Du nez bouché à l'AVC ? Pourquoi les médicaments anti-rhume sont fermement déconseillés ?
Les médicaments anti-rhume ne sont plus mis en avant dans les pharmacies françaises et l'agence nationale de sécurité du médicament recommande de délaisser ces comprimés dénonçant des dangers trop importants.
La saison des rhumes a commencé et l'Agence nationale de sécurité des médicaments (ANSM) met une nouvelle fois en garde contre certains médicaments. Les comprimés anti-rhume connus sous le nom de Humex, Acitfed ou encore Dolirhume sont dans son viseur. Et la position du gendarme du médicament est sans appel comme le prouvent les déclarations de la présidente de l'ANSM, Christelle Ratignier-Carbonneil, dans les colonnes du Parisien : "Je veux dire aux Français : ne les utilisez plus !" La cause ? Des effets secondaires potentiellement très graves pour une maladie bénigne et une balance bénéfice-risque défavorable.
Le risque d'infarctus ou d'AVC
Ces médicaments anti-rhume sont des vasoconstricteurs qui utilisent la molécule pseudoéphédrine et si leurs effets sont quasi-immédiats et radicaux pour soulager un nez bouché, ils peuvent aussi entraîner des risques. Le principe de ces comprimés est de réduire la taille des vaisseaux sanguins, ce qui a pour effet de décongestionner le nez et les sinus en faisant dégonfler les muqueuses. Mais cette rétractation des vaisseaux n'est pas ciblée et peut s'opérer partout dans le corps, y compris près du cœur. "Ce resserrement peut provoquer une obstruction totale et aboutir à un AVC ou à un infarctus" prévient le docteur Gilles Munier, vice-président du Conseil national de l'ordre des médecins, auprès du Parisien.
"Le risque est très faible mais ces événements peuvent se produire quelles que soient la dose et la durée du traitement" précise l'ANSM. Si les cas sont rares, ils restent observés chaque année : 307 cas graves ont été recensés entre 2012 et 2018 selon la base nationale de pharmacologie. Un ratio jugé trop important et des risques considérés trop graves par le gendarme du médicament, pour soigner rapidement un rhume qui se résorbe généralement seul en 7 à 10 jours.

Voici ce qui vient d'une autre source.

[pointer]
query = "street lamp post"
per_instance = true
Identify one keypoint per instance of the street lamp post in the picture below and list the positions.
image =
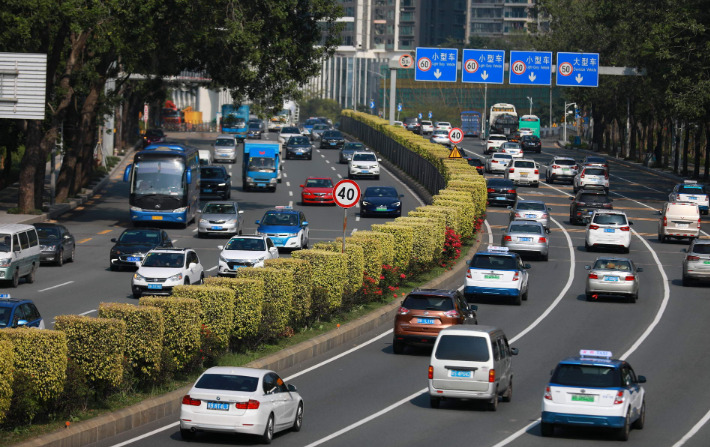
(567, 105)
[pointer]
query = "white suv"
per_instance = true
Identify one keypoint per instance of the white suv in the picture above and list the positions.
(364, 164)
(164, 268)
(608, 228)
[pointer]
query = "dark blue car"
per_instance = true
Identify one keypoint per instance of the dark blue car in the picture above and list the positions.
(381, 200)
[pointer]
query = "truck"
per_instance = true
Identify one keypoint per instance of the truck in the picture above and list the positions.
(235, 120)
(261, 165)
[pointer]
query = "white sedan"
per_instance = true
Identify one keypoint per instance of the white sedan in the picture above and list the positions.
(230, 399)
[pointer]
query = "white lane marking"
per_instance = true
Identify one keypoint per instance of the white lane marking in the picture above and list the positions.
(54, 287)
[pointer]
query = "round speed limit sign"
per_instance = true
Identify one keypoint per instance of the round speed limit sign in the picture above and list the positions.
(346, 193)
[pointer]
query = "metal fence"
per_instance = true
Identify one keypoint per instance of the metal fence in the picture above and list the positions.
(409, 162)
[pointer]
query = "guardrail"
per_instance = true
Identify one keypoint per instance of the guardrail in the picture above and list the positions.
(407, 160)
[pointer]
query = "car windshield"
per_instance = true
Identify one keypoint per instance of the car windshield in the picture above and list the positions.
(525, 228)
(227, 382)
(219, 208)
(462, 348)
(319, 183)
(612, 264)
(610, 219)
(160, 259)
(289, 219)
(494, 262)
(246, 244)
(587, 376)
(140, 237)
(364, 157)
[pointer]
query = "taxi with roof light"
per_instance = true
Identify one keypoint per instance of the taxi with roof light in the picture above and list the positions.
(497, 273)
(594, 390)
(691, 191)
(287, 228)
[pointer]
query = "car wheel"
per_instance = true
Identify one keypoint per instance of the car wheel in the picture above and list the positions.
(298, 422)
(547, 429)
(268, 435)
(641, 421)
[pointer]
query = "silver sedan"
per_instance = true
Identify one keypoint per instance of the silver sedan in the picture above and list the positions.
(526, 236)
(613, 276)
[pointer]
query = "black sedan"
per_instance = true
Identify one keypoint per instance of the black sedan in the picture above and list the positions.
(299, 147)
(332, 139)
(381, 200)
(501, 191)
(132, 245)
(57, 244)
(214, 181)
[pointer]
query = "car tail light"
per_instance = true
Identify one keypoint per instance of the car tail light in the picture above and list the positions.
(250, 405)
(187, 400)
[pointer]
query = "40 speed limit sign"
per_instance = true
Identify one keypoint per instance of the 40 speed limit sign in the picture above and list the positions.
(346, 193)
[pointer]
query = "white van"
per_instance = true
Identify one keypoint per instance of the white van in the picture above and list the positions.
(471, 362)
(679, 220)
(19, 253)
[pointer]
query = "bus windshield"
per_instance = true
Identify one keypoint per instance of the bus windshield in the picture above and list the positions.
(164, 176)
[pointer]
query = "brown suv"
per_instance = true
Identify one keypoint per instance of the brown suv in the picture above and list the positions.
(425, 312)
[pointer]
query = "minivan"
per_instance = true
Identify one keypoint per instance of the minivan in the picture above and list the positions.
(679, 220)
(471, 362)
(19, 253)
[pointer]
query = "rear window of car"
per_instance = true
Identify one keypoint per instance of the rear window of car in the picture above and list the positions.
(428, 302)
(587, 375)
(463, 348)
(227, 382)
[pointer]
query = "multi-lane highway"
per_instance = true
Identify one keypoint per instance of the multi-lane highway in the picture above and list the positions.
(369, 395)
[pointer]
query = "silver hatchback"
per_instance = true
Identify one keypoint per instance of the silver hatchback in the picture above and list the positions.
(526, 236)
(613, 277)
(696, 265)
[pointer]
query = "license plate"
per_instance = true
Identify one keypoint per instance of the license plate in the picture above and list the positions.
(425, 320)
(217, 406)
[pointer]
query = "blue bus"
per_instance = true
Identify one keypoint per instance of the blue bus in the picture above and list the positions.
(164, 183)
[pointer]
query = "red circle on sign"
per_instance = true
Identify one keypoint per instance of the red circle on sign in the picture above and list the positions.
(346, 193)
(519, 69)
(564, 66)
(424, 64)
(458, 138)
(474, 66)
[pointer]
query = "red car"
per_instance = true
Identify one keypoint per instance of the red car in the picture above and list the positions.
(317, 190)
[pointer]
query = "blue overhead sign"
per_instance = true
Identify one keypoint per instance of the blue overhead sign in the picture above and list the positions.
(530, 67)
(577, 69)
(483, 66)
(436, 64)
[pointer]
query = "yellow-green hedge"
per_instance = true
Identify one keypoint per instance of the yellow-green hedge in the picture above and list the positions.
(144, 335)
(217, 310)
(330, 274)
(40, 360)
(302, 286)
(96, 345)
(7, 359)
(248, 303)
(278, 298)
(183, 322)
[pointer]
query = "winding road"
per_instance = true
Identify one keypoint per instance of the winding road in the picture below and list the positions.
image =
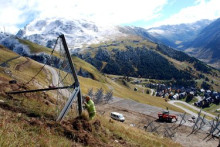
(188, 105)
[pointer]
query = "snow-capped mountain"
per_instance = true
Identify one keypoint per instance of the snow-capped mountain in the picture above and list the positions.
(77, 32)
(177, 36)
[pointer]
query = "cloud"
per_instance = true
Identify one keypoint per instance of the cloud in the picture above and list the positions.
(201, 10)
(14, 13)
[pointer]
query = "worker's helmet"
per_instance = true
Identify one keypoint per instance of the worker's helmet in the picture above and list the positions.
(87, 98)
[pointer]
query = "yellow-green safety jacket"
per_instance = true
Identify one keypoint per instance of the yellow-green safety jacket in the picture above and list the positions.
(90, 106)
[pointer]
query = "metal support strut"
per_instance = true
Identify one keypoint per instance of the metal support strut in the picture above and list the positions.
(76, 86)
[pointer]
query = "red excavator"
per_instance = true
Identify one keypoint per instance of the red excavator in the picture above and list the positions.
(166, 116)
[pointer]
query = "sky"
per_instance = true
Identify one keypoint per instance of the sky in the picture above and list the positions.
(15, 14)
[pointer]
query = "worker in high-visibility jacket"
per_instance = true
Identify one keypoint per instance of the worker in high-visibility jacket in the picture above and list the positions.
(89, 104)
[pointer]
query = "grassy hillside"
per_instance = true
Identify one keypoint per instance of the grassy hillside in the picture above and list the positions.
(149, 60)
(28, 119)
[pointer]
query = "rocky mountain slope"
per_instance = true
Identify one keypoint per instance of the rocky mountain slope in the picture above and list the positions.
(206, 46)
(178, 36)
(143, 58)
(77, 32)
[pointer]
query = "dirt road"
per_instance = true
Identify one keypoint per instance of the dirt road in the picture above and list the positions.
(188, 111)
(138, 115)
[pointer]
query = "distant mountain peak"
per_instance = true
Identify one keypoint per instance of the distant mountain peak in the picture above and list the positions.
(77, 32)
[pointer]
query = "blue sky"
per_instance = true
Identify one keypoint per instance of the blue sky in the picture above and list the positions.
(15, 14)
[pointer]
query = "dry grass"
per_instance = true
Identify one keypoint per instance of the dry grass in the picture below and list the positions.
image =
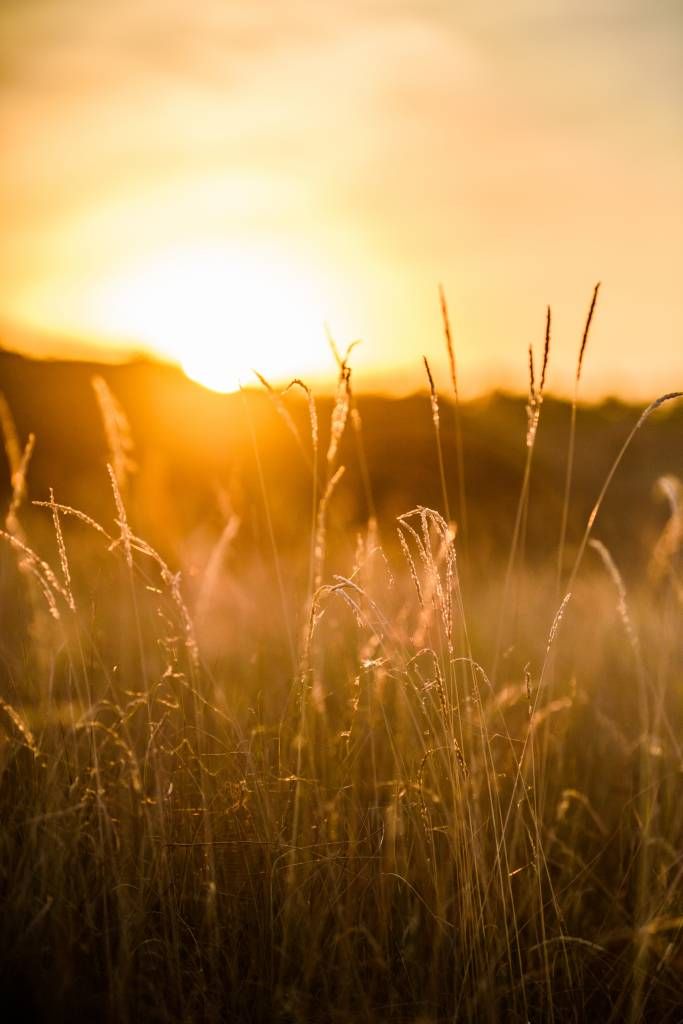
(388, 799)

Les médicaments anti-rhume interdits ?
L'ANSM déconseille le recours à ces médicaments accessibles sans ordonnance au comptoir des officines, de même que le Collège de la médecine générale, le Conseil national professionnel d'ORL, l'Ordre national des pharmaciens et les principaux syndicats de pharmaciens d'officine. En conséquence, à compter du 23 octobre ces vasoconstricteurs ne seront plus mis en avant, pas même visibles parfois, dans les pharmacies et les pharmaciens sont invités à déconseiller les patients en quête de ces remèdes contre le rhume. Face aux enrhumés les plus insistants, l'ANSM demande d'informer précisément sur les bénéfices et les risques.
C'est une nouvelle étape du processus visant à limiter l'utilisation des comprimés anti-rhume. De nombreux pharmaciens rappellent déjà la longue liste des contre-indications que sont l'hypertension, le diabète, des antécédents d'AVC, de convulsion, l'insuffisance coronarienne, l'hyperthyroïdie, le glaucome oculaire ou encore une grossesse. Et la publicité pour ces médicaments est, elle, interdite depuis 2017. A noter que seuls les comprimés anti-rhume sont concernés par ces mesures puisque la délivrance des sprays nasaux est déjà encadrée et ne peut être faite que sur ordonnance d'un médecin. A noter que le recours aux vasoconstricteurs a déjà nettement diminué passant de 16 millions de boîtes vendues en 2010 à 3 millions en 2021, mais "c'est encore trop" pour Christelle Ratignier-Carbonneil.
Mais le champ d'action du gendarme du médicament s'arrête là, car seule l'agence européenne du médicament peut s'exprimer sur l'interdiction des médicaments. L'Union européenne a entrepris une réévaluation de ces vasoconstricteurs en début d'année 2023 et doit rendre un avis en février 2024.